Why the exam cares — Every PCD scenario about calling Google APIs reduces to identity: code should use Application Default Credentials backed by the runtime's service account — never JSON key files. You must know how ADC resolves on Cloud Run (metadata server), on GKE (Workload Identity), on developer machines (gcloud auth application-default login), and outside Google Cloud entirely (Workload Identity Federation). The second axis is authorization: least-privilege roles on the resource (a specific secret, a specific bucket), not the project.

How RAD implements it —

Dedicated service accounts. Services_GCP creates cloudrun-sa-{prefix}, cloudbuild-sa-{prefix}, clouddeploy-sa-{prefix}, gke-sa-{prefix}, and nfs-sa-{prefix} — nothing runs as the default compute SA. The platform's IAM layer applies resource-level least privilege: roles/secretmanager.secretAccessor granted per secret, roles/storage.objectAdmin per bucket, and roles/iam.serviceAccountUser for the impersonation chains the deployer needs. When your app needs more (say Firestore), additional_cloudrun_sa_roles extends the Cloud Run SA's role list declaratively.
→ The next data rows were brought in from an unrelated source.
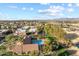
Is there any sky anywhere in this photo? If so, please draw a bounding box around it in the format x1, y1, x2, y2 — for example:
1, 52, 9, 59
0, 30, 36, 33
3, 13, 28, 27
0, 3, 79, 20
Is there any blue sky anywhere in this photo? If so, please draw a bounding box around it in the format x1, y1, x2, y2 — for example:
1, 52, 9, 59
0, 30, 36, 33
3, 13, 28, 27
0, 3, 79, 20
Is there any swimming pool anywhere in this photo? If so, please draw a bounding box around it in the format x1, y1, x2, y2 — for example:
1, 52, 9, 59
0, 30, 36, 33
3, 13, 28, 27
32, 40, 44, 45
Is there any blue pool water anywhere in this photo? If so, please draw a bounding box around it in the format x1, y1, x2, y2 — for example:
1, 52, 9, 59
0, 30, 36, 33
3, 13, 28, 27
32, 40, 44, 45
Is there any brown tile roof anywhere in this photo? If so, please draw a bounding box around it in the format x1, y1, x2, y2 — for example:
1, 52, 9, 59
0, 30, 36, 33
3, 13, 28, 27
10, 44, 39, 53
23, 44, 39, 52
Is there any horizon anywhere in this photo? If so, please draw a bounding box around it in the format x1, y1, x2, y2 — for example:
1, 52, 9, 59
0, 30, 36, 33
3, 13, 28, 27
0, 3, 79, 20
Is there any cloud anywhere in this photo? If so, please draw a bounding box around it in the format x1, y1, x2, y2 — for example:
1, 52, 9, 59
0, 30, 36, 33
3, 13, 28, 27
68, 3, 72, 7
30, 7, 34, 11
40, 3, 50, 5
76, 3, 79, 7
22, 7, 26, 10
8, 6, 18, 9
38, 6, 65, 16
67, 8, 74, 13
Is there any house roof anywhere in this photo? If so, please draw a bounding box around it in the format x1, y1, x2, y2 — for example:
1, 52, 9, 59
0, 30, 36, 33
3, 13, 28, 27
10, 44, 39, 54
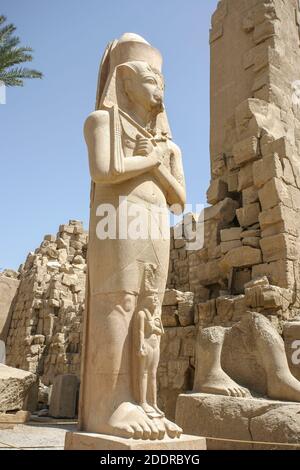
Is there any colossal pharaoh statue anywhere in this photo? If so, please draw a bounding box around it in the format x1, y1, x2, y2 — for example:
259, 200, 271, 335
80, 34, 185, 440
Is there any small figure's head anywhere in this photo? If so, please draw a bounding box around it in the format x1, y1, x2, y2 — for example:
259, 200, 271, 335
292, 80, 300, 105
143, 292, 160, 313
120, 62, 164, 116
123, 294, 136, 312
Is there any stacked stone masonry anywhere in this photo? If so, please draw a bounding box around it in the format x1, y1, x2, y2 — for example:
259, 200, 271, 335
7, 0, 300, 417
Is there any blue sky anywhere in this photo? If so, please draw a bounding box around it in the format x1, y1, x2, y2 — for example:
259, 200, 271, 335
0, 0, 217, 270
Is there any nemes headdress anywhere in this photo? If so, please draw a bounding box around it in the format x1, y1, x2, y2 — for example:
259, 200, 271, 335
95, 33, 171, 173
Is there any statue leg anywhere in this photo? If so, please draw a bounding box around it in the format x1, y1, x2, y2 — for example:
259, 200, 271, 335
148, 342, 165, 417
251, 313, 300, 402
194, 327, 250, 397
80, 293, 160, 439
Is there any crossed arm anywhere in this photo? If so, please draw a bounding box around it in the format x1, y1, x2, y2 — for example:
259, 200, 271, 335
84, 111, 185, 212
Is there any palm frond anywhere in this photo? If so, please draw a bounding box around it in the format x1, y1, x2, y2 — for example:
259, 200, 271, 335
0, 67, 43, 86
0, 15, 43, 86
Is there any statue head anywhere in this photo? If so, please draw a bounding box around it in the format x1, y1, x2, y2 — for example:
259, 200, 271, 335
143, 292, 160, 314
118, 61, 164, 117
96, 33, 172, 138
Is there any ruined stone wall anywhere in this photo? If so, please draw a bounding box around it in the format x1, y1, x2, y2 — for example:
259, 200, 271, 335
6, 221, 87, 385
7, 0, 300, 417
169, 0, 300, 331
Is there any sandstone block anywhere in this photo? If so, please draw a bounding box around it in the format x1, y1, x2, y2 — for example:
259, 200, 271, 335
220, 246, 262, 273
242, 186, 258, 206
161, 305, 179, 327
252, 259, 295, 288
253, 154, 283, 188
258, 178, 293, 210
233, 137, 259, 165
236, 202, 260, 227
65, 432, 206, 452
176, 393, 300, 450
260, 233, 299, 262
221, 227, 243, 242
238, 163, 253, 191
207, 178, 228, 205
204, 198, 238, 226
49, 374, 78, 418
0, 364, 36, 413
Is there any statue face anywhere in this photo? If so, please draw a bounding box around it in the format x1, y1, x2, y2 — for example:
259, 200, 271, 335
144, 294, 159, 312
125, 67, 164, 114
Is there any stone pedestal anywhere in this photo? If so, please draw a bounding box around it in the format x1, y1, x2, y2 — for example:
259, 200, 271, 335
65, 432, 206, 451
176, 393, 300, 450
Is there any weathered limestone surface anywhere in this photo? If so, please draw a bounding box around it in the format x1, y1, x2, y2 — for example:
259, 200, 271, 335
0, 270, 20, 341
49, 374, 79, 418
65, 432, 206, 451
176, 393, 300, 450
6, 220, 87, 386
0, 364, 37, 412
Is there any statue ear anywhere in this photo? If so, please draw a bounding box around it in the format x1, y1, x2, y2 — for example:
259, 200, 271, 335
117, 64, 135, 96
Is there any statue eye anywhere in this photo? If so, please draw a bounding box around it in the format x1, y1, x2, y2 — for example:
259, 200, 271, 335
146, 77, 157, 85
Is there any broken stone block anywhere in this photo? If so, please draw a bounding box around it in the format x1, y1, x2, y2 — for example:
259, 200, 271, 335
242, 186, 258, 206
230, 268, 251, 296
198, 260, 220, 286
259, 204, 299, 237
221, 240, 242, 254
238, 163, 253, 191
49, 374, 78, 419
163, 289, 184, 306
216, 296, 235, 324
161, 305, 179, 327
220, 246, 262, 273
236, 202, 260, 227
233, 137, 259, 165
243, 237, 260, 248
204, 198, 239, 228
258, 178, 293, 210
245, 285, 284, 310
195, 299, 217, 327
253, 154, 283, 188
221, 227, 243, 242
241, 228, 261, 239
176, 393, 300, 450
178, 300, 194, 327
252, 259, 295, 288
0, 364, 36, 413
206, 178, 228, 205
260, 233, 299, 262
227, 171, 239, 193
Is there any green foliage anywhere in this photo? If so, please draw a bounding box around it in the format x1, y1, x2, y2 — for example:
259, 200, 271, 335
0, 15, 43, 86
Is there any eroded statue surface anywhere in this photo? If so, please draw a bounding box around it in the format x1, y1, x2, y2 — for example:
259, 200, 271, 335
80, 34, 185, 439
194, 311, 300, 402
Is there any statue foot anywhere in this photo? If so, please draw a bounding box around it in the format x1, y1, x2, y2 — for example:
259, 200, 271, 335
161, 418, 183, 439
152, 405, 165, 418
268, 372, 300, 402
103, 402, 167, 440
200, 370, 251, 398
140, 403, 163, 419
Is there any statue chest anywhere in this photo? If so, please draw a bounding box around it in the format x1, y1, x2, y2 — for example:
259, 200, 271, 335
121, 114, 173, 171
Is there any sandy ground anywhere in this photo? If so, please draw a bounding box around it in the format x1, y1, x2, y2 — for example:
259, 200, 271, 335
0, 422, 76, 450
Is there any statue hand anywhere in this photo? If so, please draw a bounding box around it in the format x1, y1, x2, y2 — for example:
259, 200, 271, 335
138, 344, 147, 357
134, 135, 154, 157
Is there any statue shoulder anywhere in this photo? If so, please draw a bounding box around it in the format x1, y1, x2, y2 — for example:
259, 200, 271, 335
169, 140, 181, 157
84, 109, 109, 132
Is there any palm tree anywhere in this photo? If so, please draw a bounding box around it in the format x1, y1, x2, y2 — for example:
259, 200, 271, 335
0, 15, 43, 86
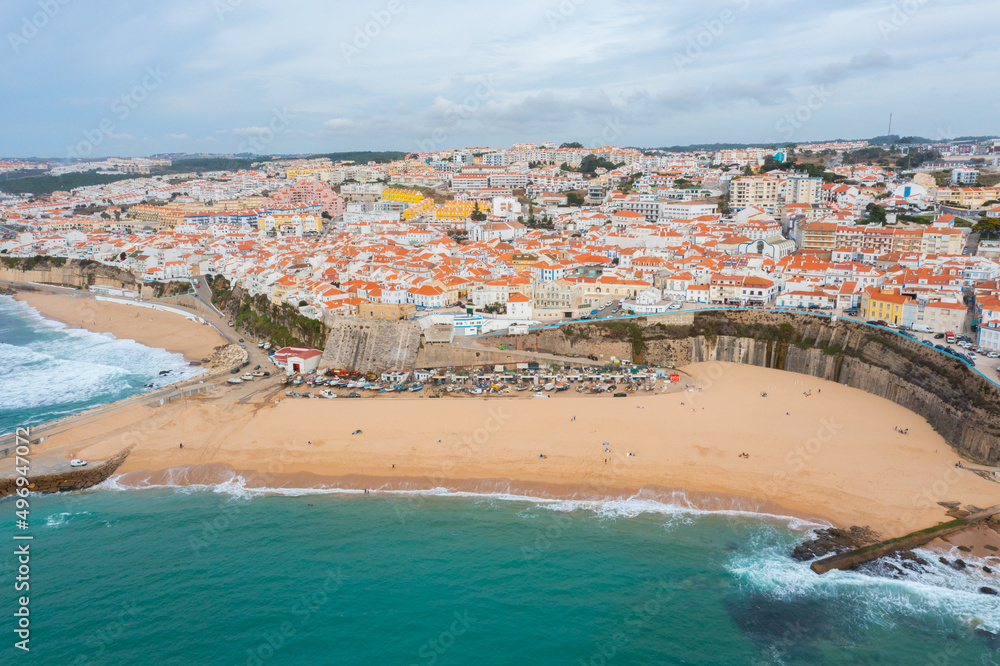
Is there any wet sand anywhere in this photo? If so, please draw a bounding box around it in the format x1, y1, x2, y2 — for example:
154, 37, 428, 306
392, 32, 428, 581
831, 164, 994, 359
19, 363, 1000, 537
14, 292, 228, 361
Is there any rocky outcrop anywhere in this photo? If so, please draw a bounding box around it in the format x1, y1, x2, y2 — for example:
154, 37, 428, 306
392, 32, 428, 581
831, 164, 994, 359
320, 317, 421, 374
479, 310, 1000, 465
0, 446, 132, 498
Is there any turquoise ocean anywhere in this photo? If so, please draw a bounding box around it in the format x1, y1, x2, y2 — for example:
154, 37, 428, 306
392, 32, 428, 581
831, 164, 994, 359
0, 296, 1000, 666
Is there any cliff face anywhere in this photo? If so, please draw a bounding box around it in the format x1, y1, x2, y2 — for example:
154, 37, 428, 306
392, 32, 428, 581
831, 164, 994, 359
480, 310, 1000, 464
0, 446, 132, 498
0, 257, 191, 299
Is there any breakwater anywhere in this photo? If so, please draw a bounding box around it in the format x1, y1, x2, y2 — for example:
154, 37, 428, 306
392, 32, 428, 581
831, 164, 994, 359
479, 310, 1000, 465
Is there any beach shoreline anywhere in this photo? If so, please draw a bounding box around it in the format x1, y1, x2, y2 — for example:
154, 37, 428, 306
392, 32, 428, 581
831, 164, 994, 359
5, 363, 1000, 537
13, 290, 229, 364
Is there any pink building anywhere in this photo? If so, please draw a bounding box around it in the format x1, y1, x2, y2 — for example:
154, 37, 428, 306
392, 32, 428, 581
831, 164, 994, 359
271, 180, 347, 217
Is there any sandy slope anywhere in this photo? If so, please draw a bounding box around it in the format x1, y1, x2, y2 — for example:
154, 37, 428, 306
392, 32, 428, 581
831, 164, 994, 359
15, 292, 227, 361
25, 363, 1000, 536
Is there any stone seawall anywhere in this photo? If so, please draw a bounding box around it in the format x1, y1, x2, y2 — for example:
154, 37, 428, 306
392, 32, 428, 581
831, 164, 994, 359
0, 261, 154, 298
0, 446, 132, 498
480, 310, 1000, 465
319, 317, 421, 374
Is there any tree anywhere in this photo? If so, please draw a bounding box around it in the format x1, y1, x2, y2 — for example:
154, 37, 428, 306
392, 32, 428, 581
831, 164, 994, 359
972, 217, 1000, 236
865, 203, 886, 224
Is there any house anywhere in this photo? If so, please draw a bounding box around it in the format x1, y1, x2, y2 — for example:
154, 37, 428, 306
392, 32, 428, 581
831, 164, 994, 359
274, 347, 323, 373
507, 291, 533, 319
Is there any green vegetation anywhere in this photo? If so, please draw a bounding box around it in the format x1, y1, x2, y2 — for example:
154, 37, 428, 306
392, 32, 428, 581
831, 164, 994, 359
0, 171, 135, 196
577, 155, 625, 176
597, 321, 646, 357
309, 150, 409, 164
208, 275, 330, 349
156, 157, 265, 178
858, 203, 887, 224
972, 217, 1000, 238
896, 213, 934, 224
Workload Identity on GKE. App_GKE creates a Kubernetes ServiceAccount per namespace annotated iam.gke.io/gcp-service-account: <gsa-email> and binds roles/iam.workloadIdentityUser to serviceAccount:{project}.svc.id.goog[<namespace>/<ksa>]. Pods using that KSA get GSA-backed tokens from the metadata server — ADC works with zero key files, identical in code to Cloud Run.

Workload Identity Federation. Services_GCP (enable_workload_identity_federation, default false) creates pool wif-pool with a provider chosen by wif_provider_type (default "github" → provider github-actions; also gitlab → gitlab-ci, or generic for any OIDC issuer). All pool identities (principalSet://.../*) may impersonate the Cloud Build, Cloud Deploy, and Cloud Run service accounts via roles/iam.workloadIdentityUser — keyless CI from external systems, the exam's recommended replacement for exported keys.
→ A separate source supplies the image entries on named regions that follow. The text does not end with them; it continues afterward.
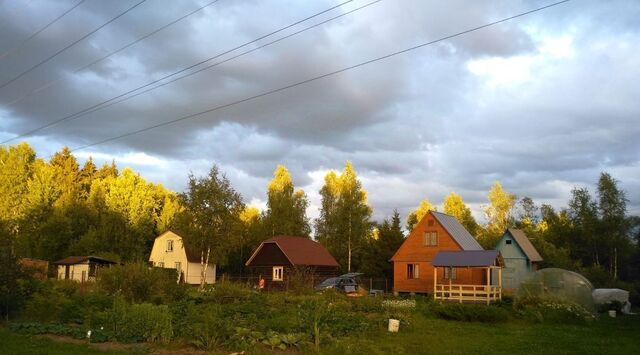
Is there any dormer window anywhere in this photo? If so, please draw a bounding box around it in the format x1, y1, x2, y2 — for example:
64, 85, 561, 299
424, 232, 438, 247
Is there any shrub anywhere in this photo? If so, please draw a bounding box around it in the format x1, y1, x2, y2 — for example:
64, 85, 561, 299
514, 296, 594, 324
107, 298, 173, 343
98, 263, 188, 304
428, 302, 509, 323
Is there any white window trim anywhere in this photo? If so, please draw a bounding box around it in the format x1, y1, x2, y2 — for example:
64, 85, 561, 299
272, 266, 284, 281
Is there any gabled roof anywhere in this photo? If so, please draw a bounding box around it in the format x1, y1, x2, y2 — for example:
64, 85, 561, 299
54, 255, 116, 265
429, 211, 484, 250
431, 250, 503, 267
507, 228, 542, 262
156, 229, 201, 263
245, 235, 338, 267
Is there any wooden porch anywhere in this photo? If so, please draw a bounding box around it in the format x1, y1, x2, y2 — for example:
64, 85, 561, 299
433, 266, 502, 304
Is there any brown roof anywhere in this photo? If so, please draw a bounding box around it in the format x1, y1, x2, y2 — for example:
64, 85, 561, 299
431, 250, 502, 267
507, 228, 542, 262
246, 235, 338, 267
54, 255, 116, 265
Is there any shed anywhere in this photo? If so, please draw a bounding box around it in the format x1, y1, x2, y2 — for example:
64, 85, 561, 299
496, 228, 542, 290
245, 236, 339, 289
53, 255, 116, 282
432, 250, 504, 304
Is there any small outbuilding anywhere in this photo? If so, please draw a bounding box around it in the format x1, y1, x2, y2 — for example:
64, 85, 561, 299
431, 250, 504, 304
245, 236, 339, 290
496, 228, 542, 290
53, 255, 116, 282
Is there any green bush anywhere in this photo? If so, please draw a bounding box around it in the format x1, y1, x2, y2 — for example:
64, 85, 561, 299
107, 298, 173, 343
428, 302, 509, 323
514, 295, 594, 324
97, 263, 188, 304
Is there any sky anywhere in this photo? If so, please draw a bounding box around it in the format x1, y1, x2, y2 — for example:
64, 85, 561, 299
0, 0, 640, 224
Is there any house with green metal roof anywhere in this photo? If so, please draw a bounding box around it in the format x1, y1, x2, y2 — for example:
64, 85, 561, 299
496, 228, 542, 290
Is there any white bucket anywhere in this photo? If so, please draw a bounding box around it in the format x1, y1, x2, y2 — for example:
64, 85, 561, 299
389, 319, 400, 333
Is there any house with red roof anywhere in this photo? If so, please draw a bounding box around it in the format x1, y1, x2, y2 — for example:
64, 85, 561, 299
245, 236, 339, 290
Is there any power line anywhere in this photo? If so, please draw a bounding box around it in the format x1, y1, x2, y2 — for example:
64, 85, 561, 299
0, 0, 353, 144
4, 0, 220, 107
66, 0, 570, 152
33, 0, 383, 131
0, 0, 147, 89
0, 0, 86, 59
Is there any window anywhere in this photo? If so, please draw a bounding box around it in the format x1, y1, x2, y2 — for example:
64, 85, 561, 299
273, 266, 284, 281
444, 267, 458, 280
424, 232, 438, 247
407, 264, 420, 279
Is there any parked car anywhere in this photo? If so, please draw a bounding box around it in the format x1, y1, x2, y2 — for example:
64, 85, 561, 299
316, 272, 362, 293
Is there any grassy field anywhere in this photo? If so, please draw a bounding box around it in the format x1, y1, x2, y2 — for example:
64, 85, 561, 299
5, 315, 640, 355
323, 316, 640, 355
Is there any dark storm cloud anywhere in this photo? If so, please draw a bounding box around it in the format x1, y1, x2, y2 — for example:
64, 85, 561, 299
0, 0, 640, 218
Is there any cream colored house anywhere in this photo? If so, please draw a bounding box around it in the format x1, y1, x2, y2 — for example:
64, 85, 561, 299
149, 231, 216, 285
53, 256, 116, 282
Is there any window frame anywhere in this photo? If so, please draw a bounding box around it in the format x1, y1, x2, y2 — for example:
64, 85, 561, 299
407, 263, 420, 280
443, 266, 458, 280
271, 266, 284, 282
422, 231, 438, 247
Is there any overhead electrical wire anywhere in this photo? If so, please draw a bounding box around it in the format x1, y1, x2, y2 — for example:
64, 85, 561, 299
0, 0, 353, 144
0, 0, 87, 60
0, 0, 147, 89
2, 0, 220, 107
65, 0, 570, 152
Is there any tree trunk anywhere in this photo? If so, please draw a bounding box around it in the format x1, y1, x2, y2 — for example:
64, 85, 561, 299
200, 247, 211, 289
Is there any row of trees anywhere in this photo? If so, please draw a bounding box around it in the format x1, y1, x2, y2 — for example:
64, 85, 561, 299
0, 143, 640, 288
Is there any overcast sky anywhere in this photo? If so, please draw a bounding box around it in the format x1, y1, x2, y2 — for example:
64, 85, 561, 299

Service-to-service authorization. Cloud Run access is IAM on roles/run.invoker: public services get an allUsers binding; IAP services instead grant the IAP service agent invoker rights and your principals roles/iap.httpsResourceAccessor. Calling a non-public service from another service means minting an ID token for the caller's SA — the modules establish the IAM shape; the token-fetching code is yours to learn.

Try it

Prove the runtime identity from inside the deployed service (no SDK required — this is what ADC does under the hood):

# from your workstation, against the metadata-backed identity:
gcloud run services describe <service-name> --region=us-central1 \
  --format="value(spec.template.spec.serviceAccountName)"
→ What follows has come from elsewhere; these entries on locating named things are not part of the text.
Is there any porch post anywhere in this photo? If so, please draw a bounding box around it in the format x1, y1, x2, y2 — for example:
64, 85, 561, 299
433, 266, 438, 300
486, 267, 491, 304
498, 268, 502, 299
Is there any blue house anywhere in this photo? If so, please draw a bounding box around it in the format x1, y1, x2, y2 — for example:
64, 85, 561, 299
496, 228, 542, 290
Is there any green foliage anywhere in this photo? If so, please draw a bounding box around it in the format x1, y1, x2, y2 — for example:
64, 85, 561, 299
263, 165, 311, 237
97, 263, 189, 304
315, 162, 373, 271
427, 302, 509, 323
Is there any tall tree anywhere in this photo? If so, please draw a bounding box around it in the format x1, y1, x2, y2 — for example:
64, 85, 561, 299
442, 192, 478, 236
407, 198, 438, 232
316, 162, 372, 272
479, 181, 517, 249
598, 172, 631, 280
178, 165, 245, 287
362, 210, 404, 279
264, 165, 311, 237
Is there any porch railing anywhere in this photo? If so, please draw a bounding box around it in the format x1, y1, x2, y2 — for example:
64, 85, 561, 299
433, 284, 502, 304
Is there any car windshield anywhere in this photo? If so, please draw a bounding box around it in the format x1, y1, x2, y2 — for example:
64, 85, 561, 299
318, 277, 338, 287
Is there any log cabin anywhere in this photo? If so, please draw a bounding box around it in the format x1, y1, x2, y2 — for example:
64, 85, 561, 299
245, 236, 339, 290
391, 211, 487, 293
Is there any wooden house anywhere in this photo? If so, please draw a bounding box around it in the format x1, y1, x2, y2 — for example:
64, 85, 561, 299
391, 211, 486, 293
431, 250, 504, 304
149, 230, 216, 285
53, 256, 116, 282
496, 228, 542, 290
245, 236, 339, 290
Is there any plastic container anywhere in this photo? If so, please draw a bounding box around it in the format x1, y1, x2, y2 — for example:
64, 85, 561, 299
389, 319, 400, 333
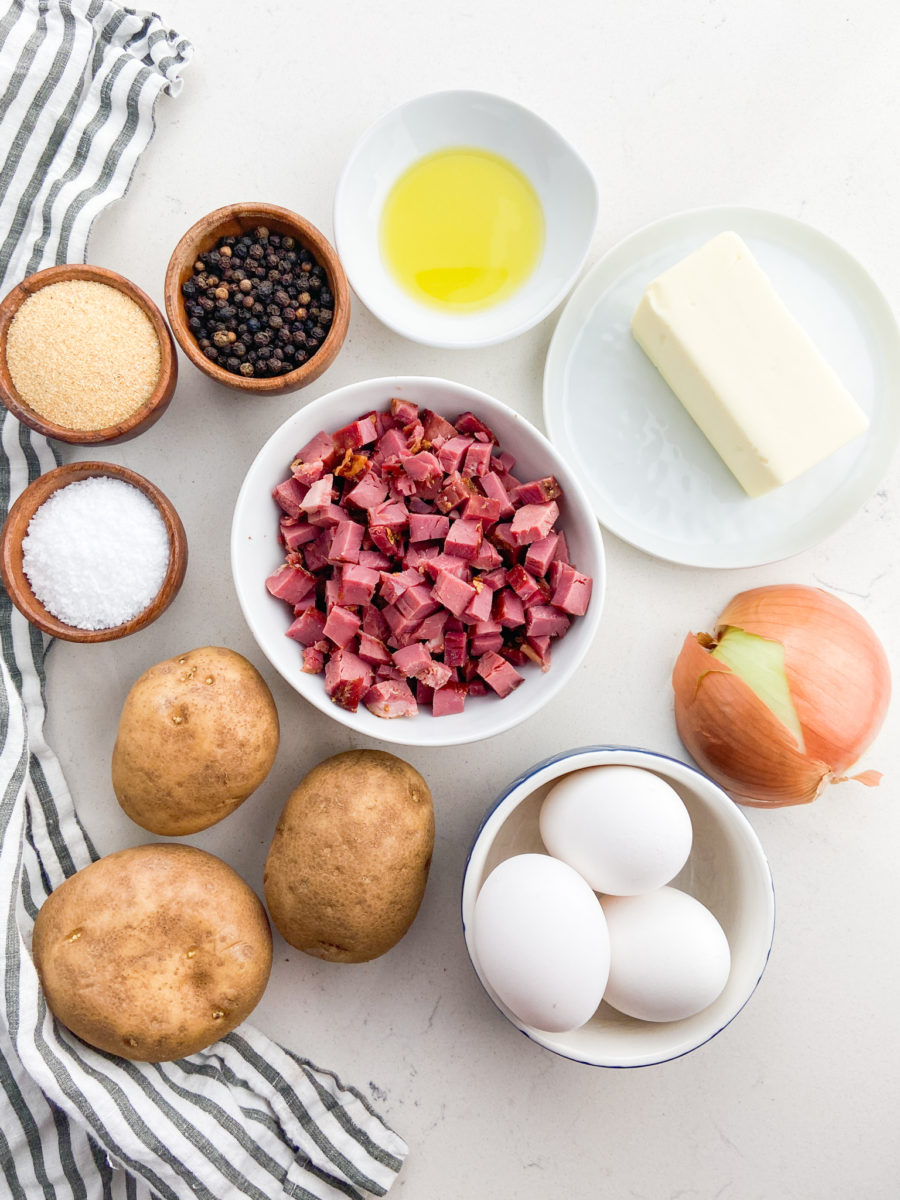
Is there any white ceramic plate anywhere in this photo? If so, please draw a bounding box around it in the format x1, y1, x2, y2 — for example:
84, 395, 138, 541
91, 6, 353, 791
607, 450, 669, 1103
334, 91, 598, 347
544, 208, 900, 566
On GKE, inspect the Workload Identity wiring:

kubectl -n <namespace> get sa -o yaml | grep -B2 "iam.gke.io/gcp-service-account"
gcloud iam service-accounts get-iam-policy <gsa-email> \
  --format="table(bindings.role, bindings.members)"

You should see the roles/iam.workloadIdentityUser binding for serviceAccount:<project>.svc.id.goog[<ns>/<ksa>].

Inspect the WIF pool and provider, then test invoker enforcement:

gcloud iam workload-identity-pools providers list \
  --workload-identity-pool=wif-pool --location=global
gcloud run services get-iam-policy <service-name> --region=us-central1
curl -s -o /dev/null -w "%{http_code}\n" \
  -H "Authorization: Bearer $(gcloud auth print-identity-token)" https://<service-url>/

You know it worked when the KSA annotation matches the GSA whose policy contains the workloadIdentityUser binding, and the authenticated curl returns 200 where an anonymous one is rejected (on a non-public service).

Check yourself

Q1: Service A on Cloud Run must call private Service B. Which role, on what, for whom — and which token type does A send?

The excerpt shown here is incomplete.